But concerts are… difficult for me. To attend would cost a lot of energy and I would pay for it in pain. Concerts are too crowded, her shows are so expensive. When she announced the Eras tour, I sort of wrote it off. But then, I got a pre-sale code, and entered the lottery for tickets, thinking I would get waitlisted at best. But then I didn’t. My partner convinced me to go for it and they were the one who ran the ticketmaster gauntlet and sat in the queue for hours texting me constant updates. I reassured them if it didn’t work out, I would be fine. That it was too much money anyway. That it didn’t matter.
ANYWAY, we got tickets in the fall and I was… elated, surprising even myself. The tour started in March, I think, and our date was late July so it was AGONY watching the livestreams and clips on tiktok, knowing my date was so far off. The absolute heartbreak of hearing her play a surprise song that she wasn’t going to play again and knowing you missed it. My favorite Taylor Swift song has long been Treacherous, and she played that so early and it hurt. Cowboy Like Me sailed by me, and Death By A Thousand Cuts and Ivy, boy, that one stung.

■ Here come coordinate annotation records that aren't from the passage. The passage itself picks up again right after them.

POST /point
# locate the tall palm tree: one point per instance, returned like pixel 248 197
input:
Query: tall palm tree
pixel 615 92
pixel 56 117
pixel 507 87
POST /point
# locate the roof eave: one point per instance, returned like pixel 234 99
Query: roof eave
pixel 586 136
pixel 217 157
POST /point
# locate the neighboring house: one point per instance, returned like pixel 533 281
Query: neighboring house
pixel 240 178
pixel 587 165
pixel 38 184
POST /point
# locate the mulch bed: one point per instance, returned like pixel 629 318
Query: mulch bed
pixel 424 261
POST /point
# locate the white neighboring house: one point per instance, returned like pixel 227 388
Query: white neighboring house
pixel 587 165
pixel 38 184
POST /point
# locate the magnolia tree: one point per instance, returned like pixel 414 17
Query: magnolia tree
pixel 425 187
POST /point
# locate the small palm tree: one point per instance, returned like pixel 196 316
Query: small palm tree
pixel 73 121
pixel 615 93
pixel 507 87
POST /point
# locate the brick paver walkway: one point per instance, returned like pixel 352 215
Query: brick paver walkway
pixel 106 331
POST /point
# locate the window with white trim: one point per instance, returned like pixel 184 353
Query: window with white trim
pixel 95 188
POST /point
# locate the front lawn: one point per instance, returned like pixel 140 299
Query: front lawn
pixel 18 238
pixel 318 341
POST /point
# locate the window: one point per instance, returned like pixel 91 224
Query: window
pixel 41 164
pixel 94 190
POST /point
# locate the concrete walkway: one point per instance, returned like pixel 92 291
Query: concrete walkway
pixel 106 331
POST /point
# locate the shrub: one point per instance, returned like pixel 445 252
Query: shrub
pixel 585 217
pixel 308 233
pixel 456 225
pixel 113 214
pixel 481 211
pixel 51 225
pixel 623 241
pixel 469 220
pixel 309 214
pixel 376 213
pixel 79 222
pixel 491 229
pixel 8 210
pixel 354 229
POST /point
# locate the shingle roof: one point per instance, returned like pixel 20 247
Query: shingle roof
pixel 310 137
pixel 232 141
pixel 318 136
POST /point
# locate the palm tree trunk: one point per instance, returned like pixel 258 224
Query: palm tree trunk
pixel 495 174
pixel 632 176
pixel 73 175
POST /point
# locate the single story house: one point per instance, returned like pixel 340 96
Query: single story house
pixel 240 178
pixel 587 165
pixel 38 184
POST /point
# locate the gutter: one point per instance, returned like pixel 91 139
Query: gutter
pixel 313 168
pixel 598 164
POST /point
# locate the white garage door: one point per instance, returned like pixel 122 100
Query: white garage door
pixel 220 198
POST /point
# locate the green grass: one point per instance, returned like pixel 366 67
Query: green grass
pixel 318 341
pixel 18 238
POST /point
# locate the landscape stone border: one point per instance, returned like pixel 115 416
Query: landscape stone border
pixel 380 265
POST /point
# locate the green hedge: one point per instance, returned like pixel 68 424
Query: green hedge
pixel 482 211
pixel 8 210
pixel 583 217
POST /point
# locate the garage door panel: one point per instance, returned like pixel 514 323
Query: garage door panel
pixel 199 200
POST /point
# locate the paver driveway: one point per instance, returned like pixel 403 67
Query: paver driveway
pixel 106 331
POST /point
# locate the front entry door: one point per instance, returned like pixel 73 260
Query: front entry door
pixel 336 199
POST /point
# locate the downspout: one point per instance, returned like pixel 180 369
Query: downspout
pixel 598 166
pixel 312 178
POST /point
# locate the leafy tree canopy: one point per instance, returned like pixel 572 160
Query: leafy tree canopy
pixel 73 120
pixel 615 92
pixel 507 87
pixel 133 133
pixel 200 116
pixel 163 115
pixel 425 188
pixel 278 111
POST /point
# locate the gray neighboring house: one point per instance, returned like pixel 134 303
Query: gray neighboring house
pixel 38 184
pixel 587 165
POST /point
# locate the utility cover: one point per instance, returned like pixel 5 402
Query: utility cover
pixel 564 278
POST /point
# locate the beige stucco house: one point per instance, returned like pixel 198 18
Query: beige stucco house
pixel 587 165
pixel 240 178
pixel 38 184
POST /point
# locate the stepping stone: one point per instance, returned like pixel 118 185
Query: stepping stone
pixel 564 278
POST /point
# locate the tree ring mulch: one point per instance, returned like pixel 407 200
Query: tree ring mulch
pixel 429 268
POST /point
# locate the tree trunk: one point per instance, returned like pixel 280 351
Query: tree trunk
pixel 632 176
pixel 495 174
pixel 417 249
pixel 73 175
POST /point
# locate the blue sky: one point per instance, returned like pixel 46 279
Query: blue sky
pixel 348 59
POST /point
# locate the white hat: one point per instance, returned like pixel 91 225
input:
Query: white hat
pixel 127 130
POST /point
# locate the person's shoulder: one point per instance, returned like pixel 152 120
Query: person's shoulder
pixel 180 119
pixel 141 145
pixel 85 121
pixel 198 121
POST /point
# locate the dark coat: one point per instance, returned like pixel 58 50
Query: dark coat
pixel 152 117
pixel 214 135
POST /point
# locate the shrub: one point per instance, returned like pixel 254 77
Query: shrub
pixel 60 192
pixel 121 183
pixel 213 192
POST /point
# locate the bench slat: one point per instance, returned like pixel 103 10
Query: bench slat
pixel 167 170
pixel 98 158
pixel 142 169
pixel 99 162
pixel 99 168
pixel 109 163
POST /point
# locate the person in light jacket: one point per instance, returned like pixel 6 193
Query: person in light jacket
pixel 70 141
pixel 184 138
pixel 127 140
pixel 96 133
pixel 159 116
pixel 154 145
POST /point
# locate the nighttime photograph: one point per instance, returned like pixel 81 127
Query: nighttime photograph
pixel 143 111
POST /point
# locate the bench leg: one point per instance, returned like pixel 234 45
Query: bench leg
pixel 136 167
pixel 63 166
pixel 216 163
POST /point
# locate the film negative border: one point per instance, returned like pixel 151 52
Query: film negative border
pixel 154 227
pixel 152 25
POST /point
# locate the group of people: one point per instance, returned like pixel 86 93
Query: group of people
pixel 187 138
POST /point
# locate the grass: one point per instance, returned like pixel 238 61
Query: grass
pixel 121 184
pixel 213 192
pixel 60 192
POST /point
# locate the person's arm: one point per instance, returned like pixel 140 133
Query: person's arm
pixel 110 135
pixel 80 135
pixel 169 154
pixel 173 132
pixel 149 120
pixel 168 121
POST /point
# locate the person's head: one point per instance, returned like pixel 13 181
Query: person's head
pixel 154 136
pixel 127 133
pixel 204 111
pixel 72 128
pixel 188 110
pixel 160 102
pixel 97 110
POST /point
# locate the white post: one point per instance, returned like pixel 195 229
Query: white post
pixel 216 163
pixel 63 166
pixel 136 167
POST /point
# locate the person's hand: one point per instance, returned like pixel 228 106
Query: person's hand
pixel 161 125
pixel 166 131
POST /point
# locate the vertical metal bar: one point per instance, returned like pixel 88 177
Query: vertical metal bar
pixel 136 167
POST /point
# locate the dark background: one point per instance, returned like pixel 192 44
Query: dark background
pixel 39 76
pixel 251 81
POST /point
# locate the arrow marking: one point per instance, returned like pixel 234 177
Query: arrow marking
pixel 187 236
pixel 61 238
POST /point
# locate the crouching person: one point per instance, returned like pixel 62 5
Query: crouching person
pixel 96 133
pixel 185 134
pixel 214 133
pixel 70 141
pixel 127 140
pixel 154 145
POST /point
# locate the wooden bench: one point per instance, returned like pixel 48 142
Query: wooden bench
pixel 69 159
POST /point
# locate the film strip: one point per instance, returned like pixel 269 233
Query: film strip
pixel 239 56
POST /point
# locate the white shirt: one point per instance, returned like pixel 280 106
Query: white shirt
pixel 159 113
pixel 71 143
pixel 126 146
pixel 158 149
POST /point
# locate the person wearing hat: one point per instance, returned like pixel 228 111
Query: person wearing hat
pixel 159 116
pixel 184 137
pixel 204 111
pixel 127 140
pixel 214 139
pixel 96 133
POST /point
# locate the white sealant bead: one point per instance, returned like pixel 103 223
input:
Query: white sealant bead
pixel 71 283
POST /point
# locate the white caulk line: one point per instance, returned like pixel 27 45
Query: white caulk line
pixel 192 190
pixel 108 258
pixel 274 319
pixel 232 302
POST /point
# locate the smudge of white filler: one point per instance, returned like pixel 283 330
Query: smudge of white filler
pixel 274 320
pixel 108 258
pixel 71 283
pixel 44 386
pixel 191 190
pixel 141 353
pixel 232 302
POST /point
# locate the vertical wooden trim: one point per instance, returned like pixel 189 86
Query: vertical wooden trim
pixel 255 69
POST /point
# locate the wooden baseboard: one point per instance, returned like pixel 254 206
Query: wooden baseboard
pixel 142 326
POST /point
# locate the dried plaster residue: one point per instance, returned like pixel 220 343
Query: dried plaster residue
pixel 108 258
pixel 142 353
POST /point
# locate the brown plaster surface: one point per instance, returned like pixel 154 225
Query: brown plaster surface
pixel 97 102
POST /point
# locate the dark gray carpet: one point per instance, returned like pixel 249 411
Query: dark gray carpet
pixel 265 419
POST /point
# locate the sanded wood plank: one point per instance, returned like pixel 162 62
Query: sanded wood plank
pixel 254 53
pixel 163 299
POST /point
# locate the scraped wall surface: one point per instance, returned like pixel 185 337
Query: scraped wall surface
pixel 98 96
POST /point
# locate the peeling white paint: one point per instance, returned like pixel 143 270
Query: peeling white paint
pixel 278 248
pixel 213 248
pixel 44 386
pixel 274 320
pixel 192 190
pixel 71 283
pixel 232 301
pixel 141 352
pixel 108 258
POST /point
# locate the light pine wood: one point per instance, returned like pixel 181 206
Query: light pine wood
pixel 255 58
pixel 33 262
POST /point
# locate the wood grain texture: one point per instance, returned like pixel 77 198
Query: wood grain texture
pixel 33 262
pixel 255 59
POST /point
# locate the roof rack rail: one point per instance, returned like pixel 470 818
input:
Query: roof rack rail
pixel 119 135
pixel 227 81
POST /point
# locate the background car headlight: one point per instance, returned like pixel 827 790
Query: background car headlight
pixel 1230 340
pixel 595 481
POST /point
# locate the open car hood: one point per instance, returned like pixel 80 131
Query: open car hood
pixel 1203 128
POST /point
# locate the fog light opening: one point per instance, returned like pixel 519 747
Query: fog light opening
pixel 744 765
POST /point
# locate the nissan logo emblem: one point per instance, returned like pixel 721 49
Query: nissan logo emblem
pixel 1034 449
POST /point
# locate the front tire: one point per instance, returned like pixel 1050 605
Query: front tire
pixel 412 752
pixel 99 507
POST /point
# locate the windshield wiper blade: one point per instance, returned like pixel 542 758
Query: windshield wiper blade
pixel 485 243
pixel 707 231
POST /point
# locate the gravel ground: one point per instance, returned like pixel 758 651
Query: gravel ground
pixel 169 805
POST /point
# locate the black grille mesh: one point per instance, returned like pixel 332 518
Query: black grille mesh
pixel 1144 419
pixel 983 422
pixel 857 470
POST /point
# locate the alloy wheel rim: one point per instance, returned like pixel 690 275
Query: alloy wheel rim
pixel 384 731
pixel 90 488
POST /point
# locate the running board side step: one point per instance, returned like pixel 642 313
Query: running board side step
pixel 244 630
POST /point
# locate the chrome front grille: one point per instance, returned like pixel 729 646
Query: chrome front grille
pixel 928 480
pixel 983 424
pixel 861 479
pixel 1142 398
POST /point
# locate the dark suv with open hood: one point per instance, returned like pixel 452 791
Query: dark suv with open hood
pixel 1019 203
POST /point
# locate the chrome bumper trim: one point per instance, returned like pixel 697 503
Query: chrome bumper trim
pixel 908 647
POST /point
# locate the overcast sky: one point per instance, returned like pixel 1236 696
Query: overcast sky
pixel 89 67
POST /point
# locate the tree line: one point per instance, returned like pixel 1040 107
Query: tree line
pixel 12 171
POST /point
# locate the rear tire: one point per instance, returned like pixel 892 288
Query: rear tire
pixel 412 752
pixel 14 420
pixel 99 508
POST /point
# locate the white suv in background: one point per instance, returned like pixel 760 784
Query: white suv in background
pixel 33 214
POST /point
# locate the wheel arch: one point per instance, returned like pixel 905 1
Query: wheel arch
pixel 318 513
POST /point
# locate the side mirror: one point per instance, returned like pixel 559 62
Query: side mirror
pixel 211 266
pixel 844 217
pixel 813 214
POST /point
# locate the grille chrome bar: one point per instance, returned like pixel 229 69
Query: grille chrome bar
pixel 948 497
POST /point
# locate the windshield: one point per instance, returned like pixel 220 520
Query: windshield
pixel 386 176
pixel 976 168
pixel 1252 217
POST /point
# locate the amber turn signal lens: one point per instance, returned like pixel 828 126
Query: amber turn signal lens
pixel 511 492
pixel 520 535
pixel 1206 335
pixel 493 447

My fear was not that I was missing out on surprise songs, but that she would play songs I didn’t even care about. That she would play the song I wanted most on the Friday show when I was going to the Saturday. By the time our date rolled around, I was so mired in the whole tour, the community, the communal elation and devastation, the charts women were keeping of what songs got played and what was left. One woman on tiktok was crocheting a blanket of surprise songs. A line of a color representing each album the song was from. Genius.
And then it was my turn. I made the friendship bracelets. I got the sparkly dress and the shoes. I got the clear bag and the phone charger, which I didn’t even use. (My phone is champ!) And as I was sitting in the seat, waiting for it all to start, I realized it didn’t matter what surprise songs we got. I was in a stadium, filled to the absolute brim of people who loved what I loved. Who were wearing their best sparkly dress or cosplay or clever pun. They were trading bracelets and taking pictures of each other’s outfits and it was all so joyful.
I stood for over three hours. I screamed every word. I jumped and danced and pumped my fist in the air. I loved the surprise songs and I loved the agony I saw online, citing how lucky my city was to get what we got. Because every city was lucky to get their surprise songs. We were lucky to get tickets. We were lucky to feel that much condensed, intense, euphoric glee at seeing someone we love put on one hell of a show.
I’m really glad I went. Yes, it was difficult. Yes, I’ll pay for it in pain for several days. But yes, it was worth every penny and I’d do it again, if I could.